At first, I was not sure whether I liked the addition of neon color because it didn't seem to fit the vintage quality of the animation. After watching it a few more times, I feel that the color emphasizes the use of modern technology in a past time, another unique and humorous feature of this animation.  

Tuesday, February 18, 2014

Chen_experiment AE




This time I wanted to play with textures, so I used PS to cut out shapes in cardboard textures. Mostly just seeing what new features I could find on Final Cut and trying to get used to the basic tools. Adding drop shadows helped make it look more 3d/layered, but I had some trouble using anchor points on the clouds to rotate them.I think next I'd want to try to get some sound or music into the videos.

Pedrasa_AE EXPERIMENT



ASCII STORM

A WORK IN PROGRESS

Question : is there a more efficient way to have lots of text characters raining from the sky without copy+pasting a lot of text layers

Rogers_Auraubade (Experimental Animation #2)



This piece was an attempt to manipulate perspective in order to put the viewer into the mind of the main character. It was an extremely fun animation style to attempt, and I will explore this effect further in my future pieces.

Strand_After Effects Experiment



Like the last experiment, I was extremely interested in creating a believable space.  I drew a hallway in Illustrator and tried to make it seem creepy, or at least interesting, by using slight movements and changing opacities.  I'm not sure if it's subtle enough, though.  I tried to make some of the changes abrupt, so that there could be some variation in movement, but now they just seem kind of distracting.  I'm not sure this particular endeavor worked perfectly, but I'd like to keep doing this sort of thing (making interesting spaces out of pretty simple shapes).

Robert_AE experiment02


I made a GIF for the Aftereffects experiment.  Hopefully it plays in this blog post, if not, CLICK THIS LINK.
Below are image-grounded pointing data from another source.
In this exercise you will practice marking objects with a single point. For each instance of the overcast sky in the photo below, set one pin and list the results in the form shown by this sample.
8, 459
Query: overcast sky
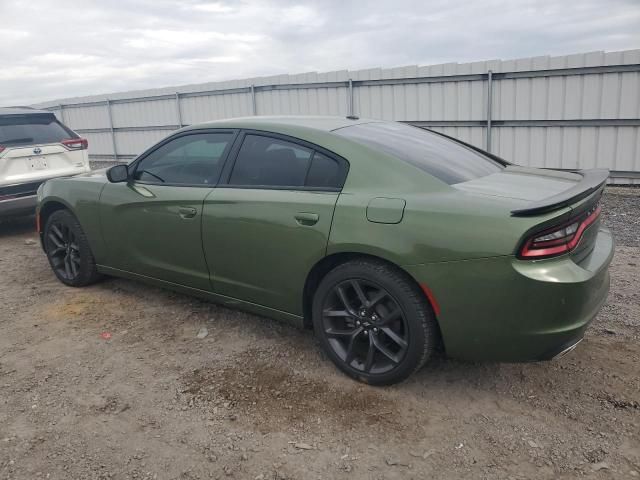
63, 48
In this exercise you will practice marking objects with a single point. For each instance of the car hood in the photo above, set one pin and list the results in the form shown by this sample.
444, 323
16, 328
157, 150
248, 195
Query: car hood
528, 184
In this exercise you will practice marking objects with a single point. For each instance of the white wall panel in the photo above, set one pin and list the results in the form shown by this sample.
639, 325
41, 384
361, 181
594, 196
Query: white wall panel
571, 96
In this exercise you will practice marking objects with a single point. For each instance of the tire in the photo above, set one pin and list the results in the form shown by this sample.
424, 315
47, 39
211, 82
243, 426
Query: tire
397, 323
68, 250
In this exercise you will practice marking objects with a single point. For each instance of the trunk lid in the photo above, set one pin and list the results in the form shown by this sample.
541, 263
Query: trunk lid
549, 199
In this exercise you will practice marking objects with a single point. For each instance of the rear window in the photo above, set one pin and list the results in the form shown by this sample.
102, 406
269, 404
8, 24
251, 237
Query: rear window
445, 159
17, 130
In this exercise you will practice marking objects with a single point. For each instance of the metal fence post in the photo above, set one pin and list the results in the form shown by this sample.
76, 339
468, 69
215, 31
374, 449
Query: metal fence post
254, 110
489, 105
113, 133
178, 111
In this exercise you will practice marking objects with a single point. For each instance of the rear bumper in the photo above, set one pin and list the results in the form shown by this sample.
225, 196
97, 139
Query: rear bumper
18, 206
505, 309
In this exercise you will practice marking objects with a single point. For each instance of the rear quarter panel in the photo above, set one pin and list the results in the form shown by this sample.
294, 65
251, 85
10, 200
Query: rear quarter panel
81, 196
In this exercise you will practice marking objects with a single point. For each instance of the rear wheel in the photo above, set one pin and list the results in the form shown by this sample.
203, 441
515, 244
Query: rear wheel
68, 250
374, 322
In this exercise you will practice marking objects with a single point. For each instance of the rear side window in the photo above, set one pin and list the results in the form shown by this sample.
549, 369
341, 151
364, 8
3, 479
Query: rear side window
445, 159
188, 160
267, 161
324, 172
19, 130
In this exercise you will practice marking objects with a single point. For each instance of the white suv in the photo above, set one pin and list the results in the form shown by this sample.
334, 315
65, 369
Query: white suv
34, 146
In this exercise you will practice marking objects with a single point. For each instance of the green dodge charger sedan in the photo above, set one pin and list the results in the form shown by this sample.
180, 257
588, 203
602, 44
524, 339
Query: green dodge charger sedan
389, 241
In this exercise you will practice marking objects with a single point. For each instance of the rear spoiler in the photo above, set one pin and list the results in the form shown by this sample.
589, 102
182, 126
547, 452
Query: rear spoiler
592, 180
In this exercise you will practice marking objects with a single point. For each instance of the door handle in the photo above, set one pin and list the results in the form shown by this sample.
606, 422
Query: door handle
307, 219
187, 212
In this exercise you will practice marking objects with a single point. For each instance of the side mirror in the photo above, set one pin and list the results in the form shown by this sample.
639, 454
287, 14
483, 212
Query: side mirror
118, 174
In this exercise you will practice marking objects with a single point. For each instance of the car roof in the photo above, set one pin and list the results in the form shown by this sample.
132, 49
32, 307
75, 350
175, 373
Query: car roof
323, 123
22, 111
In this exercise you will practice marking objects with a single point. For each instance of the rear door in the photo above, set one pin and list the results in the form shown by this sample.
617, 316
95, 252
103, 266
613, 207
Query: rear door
37, 146
152, 225
268, 224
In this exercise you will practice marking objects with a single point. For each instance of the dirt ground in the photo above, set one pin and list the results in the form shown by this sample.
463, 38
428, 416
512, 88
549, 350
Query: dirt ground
256, 399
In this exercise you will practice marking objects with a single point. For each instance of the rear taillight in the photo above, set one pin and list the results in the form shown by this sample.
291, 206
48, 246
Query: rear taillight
560, 239
75, 143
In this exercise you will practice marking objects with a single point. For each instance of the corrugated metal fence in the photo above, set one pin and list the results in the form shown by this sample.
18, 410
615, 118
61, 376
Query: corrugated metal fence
568, 112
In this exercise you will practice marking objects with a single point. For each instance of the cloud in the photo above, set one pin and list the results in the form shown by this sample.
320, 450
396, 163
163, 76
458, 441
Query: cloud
65, 48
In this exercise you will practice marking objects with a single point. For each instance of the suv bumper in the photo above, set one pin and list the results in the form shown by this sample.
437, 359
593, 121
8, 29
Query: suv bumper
18, 206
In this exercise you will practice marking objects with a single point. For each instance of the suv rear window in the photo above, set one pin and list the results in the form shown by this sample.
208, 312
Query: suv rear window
445, 159
17, 130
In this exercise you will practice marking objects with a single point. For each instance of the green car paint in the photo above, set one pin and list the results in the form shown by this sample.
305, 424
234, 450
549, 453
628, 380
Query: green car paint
255, 248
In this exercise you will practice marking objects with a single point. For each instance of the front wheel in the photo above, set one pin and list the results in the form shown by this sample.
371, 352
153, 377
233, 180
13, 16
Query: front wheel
374, 322
68, 250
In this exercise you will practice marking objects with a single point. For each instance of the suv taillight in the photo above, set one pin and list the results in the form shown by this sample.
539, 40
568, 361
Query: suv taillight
75, 143
558, 240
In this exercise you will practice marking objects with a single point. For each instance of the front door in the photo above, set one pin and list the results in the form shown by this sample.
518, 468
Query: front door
152, 225
265, 228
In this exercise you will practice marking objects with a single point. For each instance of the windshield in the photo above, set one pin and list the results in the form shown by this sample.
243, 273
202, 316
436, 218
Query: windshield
32, 130
439, 156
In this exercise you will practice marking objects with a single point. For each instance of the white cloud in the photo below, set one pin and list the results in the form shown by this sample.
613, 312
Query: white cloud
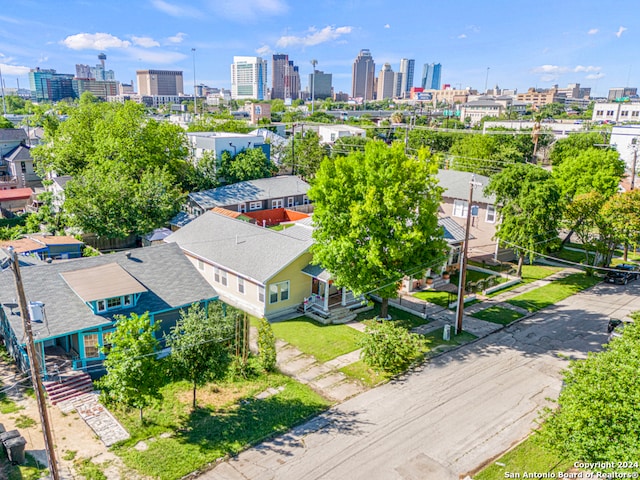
13, 69
263, 50
177, 38
175, 10
146, 42
94, 41
156, 56
314, 37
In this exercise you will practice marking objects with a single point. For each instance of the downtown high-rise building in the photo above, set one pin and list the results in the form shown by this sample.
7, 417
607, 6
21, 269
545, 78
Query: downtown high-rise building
363, 76
248, 78
385, 83
431, 76
285, 78
160, 82
407, 69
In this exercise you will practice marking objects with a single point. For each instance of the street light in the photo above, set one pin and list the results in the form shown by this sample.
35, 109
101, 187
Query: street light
195, 92
314, 62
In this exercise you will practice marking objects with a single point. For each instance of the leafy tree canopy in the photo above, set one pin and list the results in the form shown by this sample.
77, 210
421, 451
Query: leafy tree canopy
598, 419
592, 169
376, 217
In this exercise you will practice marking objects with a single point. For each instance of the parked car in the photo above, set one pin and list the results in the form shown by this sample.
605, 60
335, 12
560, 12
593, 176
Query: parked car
622, 274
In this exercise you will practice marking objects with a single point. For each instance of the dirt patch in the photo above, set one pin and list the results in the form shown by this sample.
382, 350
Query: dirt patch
71, 435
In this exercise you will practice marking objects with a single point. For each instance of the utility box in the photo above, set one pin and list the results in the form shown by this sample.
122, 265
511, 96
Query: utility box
446, 333
15, 449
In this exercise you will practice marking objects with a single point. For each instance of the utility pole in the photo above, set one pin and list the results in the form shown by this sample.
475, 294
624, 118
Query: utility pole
463, 258
34, 365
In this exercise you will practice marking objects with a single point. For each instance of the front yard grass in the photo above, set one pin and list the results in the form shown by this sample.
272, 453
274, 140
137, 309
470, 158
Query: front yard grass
529, 456
495, 314
530, 273
554, 292
324, 342
179, 440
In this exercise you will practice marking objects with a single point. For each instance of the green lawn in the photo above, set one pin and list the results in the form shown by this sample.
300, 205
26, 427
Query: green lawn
325, 342
503, 316
553, 292
228, 420
529, 456
437, 298
530, 273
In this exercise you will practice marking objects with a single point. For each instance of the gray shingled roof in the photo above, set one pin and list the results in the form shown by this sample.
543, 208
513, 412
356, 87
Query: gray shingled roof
170, 277
252, 251
250, 191
456, 185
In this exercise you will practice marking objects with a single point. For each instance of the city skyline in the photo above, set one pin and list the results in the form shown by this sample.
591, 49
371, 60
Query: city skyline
509, 44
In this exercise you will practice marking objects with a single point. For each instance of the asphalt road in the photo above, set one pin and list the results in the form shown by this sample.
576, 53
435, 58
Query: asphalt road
459, 411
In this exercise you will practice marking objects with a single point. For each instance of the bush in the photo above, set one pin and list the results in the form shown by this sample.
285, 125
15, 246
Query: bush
266, 346
389, 347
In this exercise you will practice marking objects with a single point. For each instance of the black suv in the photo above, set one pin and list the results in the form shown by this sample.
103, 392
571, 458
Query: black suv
622, 274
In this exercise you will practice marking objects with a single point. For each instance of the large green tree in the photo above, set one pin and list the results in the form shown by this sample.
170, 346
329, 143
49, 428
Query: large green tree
598, 419
376, 218
132, 377
200, 346
590, 170
530, 209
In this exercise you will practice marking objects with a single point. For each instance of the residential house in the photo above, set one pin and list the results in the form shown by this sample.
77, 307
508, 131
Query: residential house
284, 191
46, 246
74, 305
331, 133
484, 217
16, 164
264, 272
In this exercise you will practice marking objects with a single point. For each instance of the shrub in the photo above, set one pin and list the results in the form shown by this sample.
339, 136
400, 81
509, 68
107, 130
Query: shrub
389, 347
266, 346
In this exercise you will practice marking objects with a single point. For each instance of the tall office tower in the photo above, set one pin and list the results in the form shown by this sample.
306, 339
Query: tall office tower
397, 84
248, 78
159, 82
363, 75
83, 71
407, 68
49, 86
431, 76
321, 83
385, 83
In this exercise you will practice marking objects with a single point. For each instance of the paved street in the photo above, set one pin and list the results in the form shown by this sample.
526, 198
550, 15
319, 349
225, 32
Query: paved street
461, 409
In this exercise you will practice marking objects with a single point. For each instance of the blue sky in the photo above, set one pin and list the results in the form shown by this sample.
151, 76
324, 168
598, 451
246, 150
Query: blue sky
519, 44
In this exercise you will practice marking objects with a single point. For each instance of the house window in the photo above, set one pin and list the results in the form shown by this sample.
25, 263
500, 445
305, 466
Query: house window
460, 208
114, 302
279, 292
491, 214
91, 345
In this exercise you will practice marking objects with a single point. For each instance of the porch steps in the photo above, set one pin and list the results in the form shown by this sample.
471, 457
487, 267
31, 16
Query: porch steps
71, 384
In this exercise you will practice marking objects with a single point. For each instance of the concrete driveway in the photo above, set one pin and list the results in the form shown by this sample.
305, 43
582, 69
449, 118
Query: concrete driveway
460, 410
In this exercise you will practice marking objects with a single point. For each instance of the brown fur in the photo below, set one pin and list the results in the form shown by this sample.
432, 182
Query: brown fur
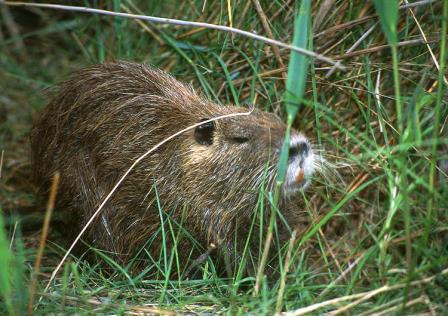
106, 116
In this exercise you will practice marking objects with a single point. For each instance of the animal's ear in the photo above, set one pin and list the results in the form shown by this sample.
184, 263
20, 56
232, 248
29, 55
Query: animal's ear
203, 134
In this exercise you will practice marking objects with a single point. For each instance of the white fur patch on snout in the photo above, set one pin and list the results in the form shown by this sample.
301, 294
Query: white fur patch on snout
300, 166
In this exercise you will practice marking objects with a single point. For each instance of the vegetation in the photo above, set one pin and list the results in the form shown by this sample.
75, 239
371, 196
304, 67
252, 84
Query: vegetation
377, 237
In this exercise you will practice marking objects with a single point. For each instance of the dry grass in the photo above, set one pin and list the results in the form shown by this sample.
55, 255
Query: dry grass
356, 255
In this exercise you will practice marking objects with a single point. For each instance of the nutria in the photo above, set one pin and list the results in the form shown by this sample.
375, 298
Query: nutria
206, 181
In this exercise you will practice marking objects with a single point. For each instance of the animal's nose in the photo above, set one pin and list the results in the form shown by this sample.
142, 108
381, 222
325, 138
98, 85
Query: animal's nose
298, 148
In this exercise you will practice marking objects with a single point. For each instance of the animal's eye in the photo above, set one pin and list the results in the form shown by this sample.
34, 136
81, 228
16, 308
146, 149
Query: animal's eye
240, 139
203, 134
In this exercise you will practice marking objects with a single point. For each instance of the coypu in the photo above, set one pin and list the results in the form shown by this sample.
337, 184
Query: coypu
207, 180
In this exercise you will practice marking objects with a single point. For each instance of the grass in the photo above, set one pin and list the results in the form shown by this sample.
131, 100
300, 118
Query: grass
376, 241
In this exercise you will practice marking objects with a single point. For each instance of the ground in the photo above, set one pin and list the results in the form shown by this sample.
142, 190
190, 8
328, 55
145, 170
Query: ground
377, 237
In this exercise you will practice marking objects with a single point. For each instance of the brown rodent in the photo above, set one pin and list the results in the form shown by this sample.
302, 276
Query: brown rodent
203, 185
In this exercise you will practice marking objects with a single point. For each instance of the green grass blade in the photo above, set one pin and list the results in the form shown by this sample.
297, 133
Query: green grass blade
388, 13
295, 84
I first drew this character in Photoshop, and then imported it into Aftereffects.  She is made using just rotation and position key frames (no puppet tool).  I had fun making her, but I have a hard time visualizing how to make actual moving characters (as in, a full animation like you see on Youtube), and not just standing forms, like my experiment.

Brockette_Experiment 1/2


Movement from Casey Brockette on Vimeo.

Here is my After Effects movement experiment. I thought it could be interesting to take very flat images like 19th century illustrations/engravings and make them kinetic using After Effects. I thought the process would be relatively simple, and while it was it was still very time consuming. I ended up with somewhere around 70 different layers from a photoshop file of just snowflakes and couldn't figure out a better way to do motion paths for them except one by one. I'm hoping that there is a simpler way to achieve this effect of each image having its own path.





This gif is what I decided to do for my first experiment, the fact that it's motion based again is just a coincidence. I've always appreciated the subtlety of cinemagraphs and and I wanted to figure out how to do it for myself. Finding a tutorial online was relatively simple, but discerning the directions was a completely different matter. After finishing it I realize I should have kept more movement frames so the gif would be longer and not as sporadic as it appears now. I also had trouble figuring out the vector mask, but eventually through trial and error along with random happen stance I got it to work correctly.